Technique 3: Redundant Columns¶

Add frequently accessed foreign-table columns to avoid joins:

-- Normalized
CREATE TABLE orders (
    order_id INT PRIMARY KEY,
    customer_id INT REFERENCES customers(customer_id),
    order_date DATE
);

-- Denormalized: add customer_name for display purposes
CREATE TABLE orders (
    order_id INT PRIMARY KEY,
    customer_id INT REFERENCES customers(customer_id),
    customer_name VARCHAR(100),  -- redundant, but avoids join
    order_date DATE
);

Technique 4: Summary/Aggregate Tables¶

Create separate tables for pre-computed aggregates:

CREATE TABLE daily_sales_summary (
    sale_date   DATE PRIMARY KEY,
    total_orders INT,
    total_revenue DECIMAL(12,2),
    avg_order_value DECIMAL(10,2)
);

-- Populated by a nightly batch job or trigger

Technique 5: Materialized Views¶

Some databases support materialized views — precomputed query results stored as tables:

-- PostgreSQL
CREATE MATERIALIZED VIEW product_sales_summary AS
SELECT
    p.product_id,
    p.product_name,
    p.category,
    COUNT(oi.order_id) AS times_ordered,
    SUM(oi.quantity) AS total_quantity,
    SUM(oi.quantity * oi.price) AS total_revenue
FROM products p
JOIN order_items oi ON p.product_id = oi.product_id
GROUP BY p.product_id, p.product_name, p.category;

-- Refresh periodically
REFRESH MATERIALIZED VIEW product_sales_summary;

7.3 Managing Denormalized Data¶

Denormalization introduces the very anomalies that normalization was designed to prevent.
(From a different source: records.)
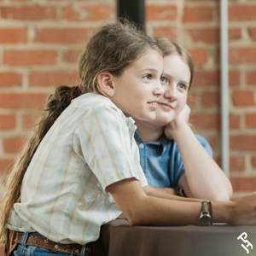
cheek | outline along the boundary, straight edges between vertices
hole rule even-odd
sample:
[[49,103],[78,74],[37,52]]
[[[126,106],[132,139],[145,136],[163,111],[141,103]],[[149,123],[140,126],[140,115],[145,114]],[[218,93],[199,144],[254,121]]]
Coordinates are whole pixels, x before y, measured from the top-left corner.
[[185,107],[186,103],[187,103],[187,98],[188,98],[188,95],[183,95],[179,99],[178,99],[178,104],[177,104],[177,110],[178,113],[180,113],[183,108]]

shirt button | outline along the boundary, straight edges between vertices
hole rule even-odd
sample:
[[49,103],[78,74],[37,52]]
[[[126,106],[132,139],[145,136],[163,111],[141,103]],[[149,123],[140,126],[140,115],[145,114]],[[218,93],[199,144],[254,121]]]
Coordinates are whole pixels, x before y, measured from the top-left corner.
[[139,147],[140,147],[140,148],[144,148],[144,144],[140,143],[140,144],[139,144]]

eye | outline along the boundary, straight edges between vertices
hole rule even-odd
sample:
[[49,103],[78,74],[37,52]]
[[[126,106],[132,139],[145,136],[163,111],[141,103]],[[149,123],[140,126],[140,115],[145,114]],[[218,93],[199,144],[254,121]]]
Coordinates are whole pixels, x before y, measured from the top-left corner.
[[183,89],[183,90],[186,90],[187,89],[187,86],[185,84],[178,84],[177,87],[179,87],[180,89]]
[[160,81],[162,84],[165,84],[165,83],[166,83],[166,79],[164,77],[160,77]]
[[146,74],[146,75],[143,76],[143,79],[148,79],[148,80],[151,80],[151,79],[152,79],[152,74],[148,73],[148,74]]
Strategies to manage this:

1. Application-level enforcement

The application ensures consistency when writing:

def update_customer_name(customer_id, new_name):
    # Update the normalized source
    db.execute("UPDATE customers SET name = ? WHERE id = ?",
               new_name, customer_id)

    # Update all denormalized copies
    db.execute("UPDATE orders SET customer_name = ? WHERE customer_id = ?",
               new_name, customer_id)
    db.commit()

2. Database triggers

Let the database maintain consistency automatically:

CREATE OR REPLACE FUNCTION sync_customer_name()
RETURNS TRIGGER AS $$
BEGIN
    IF NEW.name <> OLD.name THEN
        UPDATE orders
        SET customer_name = NEW.name
        WHERE customer_id = NEW.customer_id;
    END IF;
    RETURN NEW;
END;
$$ LANGUAGE plpgsql;

CREATE TRIGGER trg_customer_name_sync
AFTER UPDATE OF name ON customers
FOR EACH ROW EXECUTE FUNCTION sync_customer_name();

3. Eventual consistency

Accept that denormalized data may be temporarily stale:

-- Use a last_synced timestamp to track freshness
ALTER TABLE orders_denormalized ADD COLUMN last_synced TIMESTAMP;

-- Background job refreshes periodically
UPDATE orders_denormalized od
SET customer_name = c.name, last_synced = NOW()
FROM customers c
WHERE od.customer_id = c.customer_id
AND od.customer_name <> c.name;

7.4 The Normalization-Denormalization Spectrum¶

Fully Normalized (BCNF/4NF)                    Fully Denormalized
├──────────────────────────────────────────────────────┤
│                                                      │
│  ✓ No redundancy          ✗ Maximum redundancy       │
│  ✓ No anomalies           ✗ All anomalies possible   │
│  ✗ Many joins needed       ✓ No joins needed          │
│  ✗ Complex queries         ✓ Simple queries           │
│  ✓ Write-optimized         ✓ Read-optimized           │
│                                                      │
│         OLTP systems ←──────→ OLAP/Analytics         │

7.5 Decision Framework¶

Ask these questions before denormalizing:

Is the join truly a bottleneck? Profile first. Often, proper indexing eliminates the need for denormalization.
What is the read:write ratio? Denormalization helps most when reads dominate (>10:1).
How critical is consistency? Financial systems demand perfect consistency; recommendation engines can tolerate staleness.
Can materialized views suffice? They provide denormalization benefits without modifying the base schema.
Is the team prepared to maintain it? Denormalized schemas require discipline — every write path must update all copies.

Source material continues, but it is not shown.